The sad story of Kansas City just seems to get worse.
The Kansas City Catholic Diocese is defending itself against a groundbreaking lawsuit involving the alleged distribution of child pornography.
The attorney representing a family suing the Kansas City Catholic Diocese says this is the first time that someone has sued the Catholic Church for violating federal child pornography laws.
“The (federal) law has pretty severe penalties for anyone who holds or views or otherwise distributes any kind of pornography. And we believe that the allegations against the diocese fall clearly and firmly within (the federal) law,” attorney Rebecca Randles told KCTV’s Stacey Cameron.

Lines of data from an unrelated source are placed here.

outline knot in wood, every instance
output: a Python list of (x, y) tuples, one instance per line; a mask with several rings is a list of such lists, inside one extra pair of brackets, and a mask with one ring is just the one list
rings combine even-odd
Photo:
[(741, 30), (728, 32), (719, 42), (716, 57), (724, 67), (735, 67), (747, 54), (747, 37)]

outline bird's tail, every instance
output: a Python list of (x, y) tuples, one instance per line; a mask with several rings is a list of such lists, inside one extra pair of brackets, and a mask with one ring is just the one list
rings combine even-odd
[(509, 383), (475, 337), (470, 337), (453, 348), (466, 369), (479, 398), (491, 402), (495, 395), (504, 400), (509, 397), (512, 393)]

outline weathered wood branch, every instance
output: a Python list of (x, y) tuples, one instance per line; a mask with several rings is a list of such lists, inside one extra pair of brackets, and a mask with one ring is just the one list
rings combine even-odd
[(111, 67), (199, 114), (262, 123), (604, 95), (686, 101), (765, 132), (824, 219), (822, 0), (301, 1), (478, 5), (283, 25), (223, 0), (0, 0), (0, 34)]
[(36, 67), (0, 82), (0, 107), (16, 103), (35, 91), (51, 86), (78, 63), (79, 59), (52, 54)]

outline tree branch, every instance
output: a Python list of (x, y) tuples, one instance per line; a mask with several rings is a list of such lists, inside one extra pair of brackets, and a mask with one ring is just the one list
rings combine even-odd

The allegations center around a Kansas City priest and how the diocese handled complaints about Shawn Ratigan, including the discovery of a picture of a naked girl on his personal laptop. The priest was living at the Sisters of St. Frances of the Holy Eucharist in Independence when he was arrested in May.

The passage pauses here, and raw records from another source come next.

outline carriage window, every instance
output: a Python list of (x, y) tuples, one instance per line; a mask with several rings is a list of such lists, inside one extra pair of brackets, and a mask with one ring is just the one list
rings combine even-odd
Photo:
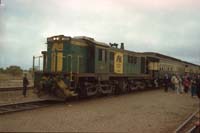
[(110, 52), (110, 60), (114, 60), (114, 53), (113, 52)]
[(103, 50), (102, 49), (99, 49), (99, 61), (102, 61), (103, 60)]
[(137, 57), (133, 57), (133, 63), (134, 63), (134, 64), (137, 63)]

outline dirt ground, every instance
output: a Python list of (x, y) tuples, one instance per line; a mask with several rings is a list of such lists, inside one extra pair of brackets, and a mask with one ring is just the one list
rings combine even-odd
[(2, 115), (0, 131), (169, 133), (198, 108), (189, 94), (153, 90)]
[(27, 96), (22, 95), (22, 90), (0, 92), (0, 105), (13, 104), (27, 101), (39, 100), (33, 90), (27, 90)]

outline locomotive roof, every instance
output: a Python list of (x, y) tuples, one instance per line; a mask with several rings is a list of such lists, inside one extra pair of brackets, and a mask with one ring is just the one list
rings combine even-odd
[(73, 39), (80, 39), (80, 40), (84, 40), (86, 42), (91, 42), (93, 44), (100, 45), (100, 46), (103, 46), (103, 47), (110, 47), (106, 43), (98, 42), (98, 41), (94, 40), (94, 38), (87, 37), (87, 36), (75, 36), (75, 37), (73, 37)]
[(177, 59), (177, 58), (174, 58), (174, 57), (171, 57), (171, 56), (167, 56), (167, 55), (164, 55), (164, 54), (156, 53), (156, 52), (143, 52), (143, 54), (154, 55), (154, 56), (157, 56), (157, 57), (160, 57), (160, 58), (167, 58), (167, 59), (171, 59), (171, 60), (174, 60), (174, 61), (179, 61), (179, 62), (183, 62), (185, 64), (190, 64), (190, 65), (200, 67), (197, 64), (193, 64), (193, 63), (190, 63), (190, 62), (187, 62), (187, 61), (183, 61), (183, 60), (180, 60), (180, 59)]

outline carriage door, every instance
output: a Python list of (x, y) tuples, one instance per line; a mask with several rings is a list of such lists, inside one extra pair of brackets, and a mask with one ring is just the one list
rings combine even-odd
[(83, 57), (78, 56), (77, 58), (77, 73), (83, 72)]
[(72, 72), (72, 56), (67, 56), (67, 72)]
[(114, 52), (110, 52), (110, 64), (109, 64), (109, 72), (114, 72)]

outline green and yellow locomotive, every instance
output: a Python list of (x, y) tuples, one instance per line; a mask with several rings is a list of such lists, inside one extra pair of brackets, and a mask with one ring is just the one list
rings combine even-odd
[(163, 60), (155, 53), (125, 50), (123, 43), (118, 48), (116, 43), (64, 35), (47, 38), (42, 54), (43, 71), (34, 72), (37, 93), (63, 99), (151, 87)]

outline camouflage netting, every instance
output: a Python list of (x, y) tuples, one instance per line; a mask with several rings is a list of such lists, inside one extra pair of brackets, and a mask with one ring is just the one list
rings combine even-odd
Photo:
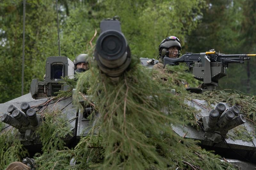
[[(192, 121), (193, 116), (184, 115), (196, 113), (184, 104), (182, 96), (187, 93), (180, 86), (179, 97), (166, 92), (167, 88), (176, 85), (171, 80), (164, 82), (157, 72), (143, 67), (135, 58), (117, 82), (100, 73), (95, 64), (91, 63), (90, 70), (78, 76), (74, 104), (79, 103), (79, 92), (92, 95), (95, 110), (100, 113), (97, 123), (89, 135), (82, 138), (75, 148), (69, 149), (64, 147), (61, 141), (61, 137), (70, 133), (67, 120), (60, 116), (59, 112), (45, 111), (44, 121), (38, 131), (43, 153), (34, 158), (37, 169), (233, 169), (231, 164), (221, 161), (219, 156), (202, 149), (196, 141), (181, 137), (172, 129), (172, 124), (183, 125), (179, 117)], [(174, 78), (180, 82), (189, 79), (179, 75), (178, 70), (174, 73), (176, 76), (170, 78), (172, 81)], [(14, 147), (6, 157), (1, 155), (2, 161), (5, 161), (1, 164), (2, 168), (20, 160), (14, 155), (28, 155), (19, 141), (6, 136), (4, 133), (0, 136), (2, 144), (10, 144)], [(3, 149), (1, 153), (8, 149)], [(76, 160), (76, 165), (71, 167), (72, 158)]]

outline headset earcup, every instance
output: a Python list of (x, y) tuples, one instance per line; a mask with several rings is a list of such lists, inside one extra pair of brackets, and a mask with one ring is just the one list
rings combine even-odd
[(162, 56), (164, 56), (166, 55), (166, 52), (168, 51), (168, 49), (165, 48), (163, 48), (160, 52), (160, 55)]

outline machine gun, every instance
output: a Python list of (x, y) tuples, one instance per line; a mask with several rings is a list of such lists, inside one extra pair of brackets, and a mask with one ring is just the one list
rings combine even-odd
[(164, 66), (173, 65), (186, 63), (192, 70), (195, 78), (204, 82), (204, 89), (214, 89), (218, 85), (219, 80), (227, 75), (227, 69), (229, 63), (244, 63), (249, 57), (256, 54), (225, 55), (218, 53), (214, 49), (205, 53), (193, 54), (186, 53), (180, 57), (164, 58)]

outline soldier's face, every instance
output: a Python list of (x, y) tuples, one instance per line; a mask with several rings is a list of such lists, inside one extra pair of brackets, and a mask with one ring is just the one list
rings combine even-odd
[(88, 64), (84, 63), (80, 63), (76, 64), (76, 69), (79, 69), (83, 68), (85, 70), (87, 70), (89, 69), (88, 67)]
[(177, 47), (171, 47), (168, 49), (169, 51), (169, 57), (172, 58), (176, 58), (178, 57), (179, 48)]

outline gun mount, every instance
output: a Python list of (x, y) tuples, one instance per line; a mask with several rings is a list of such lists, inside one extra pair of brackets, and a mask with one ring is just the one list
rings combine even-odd
[[(244, 63), (249, 57), (256, 54), (225, 55), (217, 53), (213, 50), (199, 54), (186, 53), (178, 58), (165, 57), (164, 65), (174, 65), (186, 63), (192, 70), (195, 78), (204, 83), (204, 90), (215, 89), (219, 85), (219, 80), (227, 75), (229, 63)], [(204, 89), (203, 89), (204, 90)]]

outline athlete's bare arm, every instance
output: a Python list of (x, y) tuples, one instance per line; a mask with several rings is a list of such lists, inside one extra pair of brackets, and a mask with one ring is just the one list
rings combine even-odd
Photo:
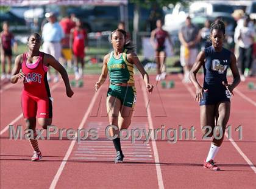
[(171, 40), (171, 35), (169, 35), (168, 32), (165, 31), (165, 32), (166, 32), (166, 33), (167, 33), (167, 35), (166, 35), (166, 36), (167, 36), (167, 39), (168, 40), (168, 41), (169, 41), (169, 43), (170, 46), (171, 46), (171, 47), (172, 47), (172, 48), (173, 48), (173, 47), (174, 47), (174, 44), (172, 43), (172, 41)]
[(150, 43), (151, 43), (152, 46), (154, 49), (156, 49), (157, 46), (155, 43), (155, 30), (154, 30), (151, 32), (151, 36), (150, 37)]
[(95, 92), (97, 92), (97, 91), (99, 89), (101, 86), (105, 82), (107, 77), (107, 61), (108, 61), (108, 58), (110, 57), (110, 54), (107, 54), (104, 57), (104, 58), (103, 59), (103, 67), (101, 71), (101, 75), (99, 77), (99, 80), (95, 84)]
[(239, 74), (238, 69), (236, 66), (236, 59), (233, 53), (230, 55), (230, 69), (233, 74), (233, 82), (231, 84), (227, 83), (223, 83), (226, 86), (227, 89), (233, 95), (233, 90), (240, 83), (240, 75)]
[(188, 43), (186, 41), (185, 41), (184, 38), (183, 37), (182, 33), (181, 32), (179, 32), (179, 40), (180, 40), (180, 41), (182, 44), (182, 45), (183, 45), (186, 47), (188, 46)]
[(133, 63), (136, 66), (140, 72), (141, 74), (142, 77), (143, 78), (144, 81), (145, 82), (146, 88), (148, 89), (148, 91), (149, 92), (152, 92), (154, 86), (149, 84), (149, 75), (144, 69), (143, 66), (140, 61), (140, 60), (138, 58), (137, 55), (132, 52), (127, 52), (127, 58), (129, 63)]
[(54, 67), (55, 70), (57, 70), (62, 75), (62, 79), (64, 81), (65, 85), (66, 86), (66, 95), (68, 97), (71, 97), (74, 92), (70, 87), (69, 84), (69, 80), (68, 78), (68, 74), (66, 73), (66, 70), (65, 69), (64, 67), (60, 64), (56, 59), (54, 58), (51, 55), (44, 53), (44, 57), (43, 58), (43, 63), (46, 66), (51, 66)]
[(73, 48), (72, 48), (73, 45), (73, 33), (74, 33), (74, 29), (72, 29), (70, 30), (70, 34), (69, 34), (69, 47), (72, 52), (73, 51)]
[(15, 58), (14, 62), (14, 66), (12, 70), (12, 76), (10, 78), (10, 81), (12, 83), (16, 83), (18, 79), (21, 79), (25, 77), (25, 74), (20, 71), (21, 69), (21, 61), (23, 55), (18, 55)]
[[(195, 100), (196, 101), (199, 101), (203, 97), (202, 94), (204, 89), (200, 85), (199, 83), (197, 81), (197, 79), (196, 78), (196, 74), (201, 67), (202, 65), (204, 64), (205, 58), (205, 53), (204, 51), (200, 52), (197, 57), (196, 57), (196, 63), (194, 64), (194, 66), (193, 66), (190, 73), (190, 79), (196, 87), (196, 89), (195, 98)], [(207, 90), (205, 91), (207, 91)]]

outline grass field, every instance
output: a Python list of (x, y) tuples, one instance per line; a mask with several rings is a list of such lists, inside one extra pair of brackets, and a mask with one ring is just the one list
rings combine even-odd
[[(17, 55), (21, 54), (26, 52), (27, 50), (27, 47), (26, 44), (20, 44), (18, 46), (18, 50), (16, 52), (14, 53), (14, 55), (13, 56), (13, 61), (12, 62), (14, 63), (14, 60), (15, 57)], [(101, 67), (102, 66), (102, 60), (103, 57), (105, 55), (108, 53), (111, 49), (104, 49), (104, 48), (95, 48), (91, 47), (88, 48), (88, 51), (86, 53), (85, 56), (85, 74), (99, 74), (101, 72)], [(143, 60), (142, 55), (138, 54), (140, 59), (141, 61)], [(92, 63), (91, 58), (96, 58), (98, 60), (97, 63)], [(178, 60), (179, 58), (179, 56), (174, 56), (171, 58), (166, 58), (166, 66), (167, 66), (167, 72), (180, 72), (181, 70), (181, 68), (177, 67), (173, 67), (174, 62)], [(136, 72), (136, 71), (135, 71)], [(151, 69), (150, 70), (148, 70), (149, 73), (155, 73), (155, 69)], [(68, 74), (73, 74), (73, 69), (68, 69)], [(1, 73), (2, 73), (2, 70), (1, 70)]]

The 45-year-old Ratigan has been charged in Clay County Circuit Court with violating Missouri child pornography laws. Prosecutors allege that Ratigan took lewd pictures of young girls, which police in court documents say they found uploaded on his personal computer and a church computer.Ratigan has pleaded not guilty.
Finn previously has said he made some failings in the case, including saying that he unaware that a principal had complained about Ratigan’s behavior around children more than a year before Ratigan was arrested. Finn has tapped former U.S. Attorney Todd Graves to investigate the diocese’s handling of the case.
Ratigan is accused of taking nude pictures of a three-year-old girl and four-year-old girl, according to court documents. Randles also alleges that child pornography was found on a camera owned by Ratigan.
In December, Ratigan took his personal laptop in for repairs and a computer technician discovered pornographic images of girls on the laptop, including pictures of girls’ vaginas, according to court documents.
The computer repairman alerted the diocese to the images. Church officials then asked a diocese computer technician to review the laptop, according to police investigators. Copies of the image were made but the laptop was turned over to Ratigan’s family, who then destroyed the laptop, according to investigators. A church official in December described a single picture over the phone to a police officer, investigators have said.
The diocese didn’t give the images to police until May. In the ensuing five months, Ratigan remained with the diocese. Diocese officials have said they contacted police in May after Ratigan ignored warnings to stay away from children.
Finn has apologized for his actions.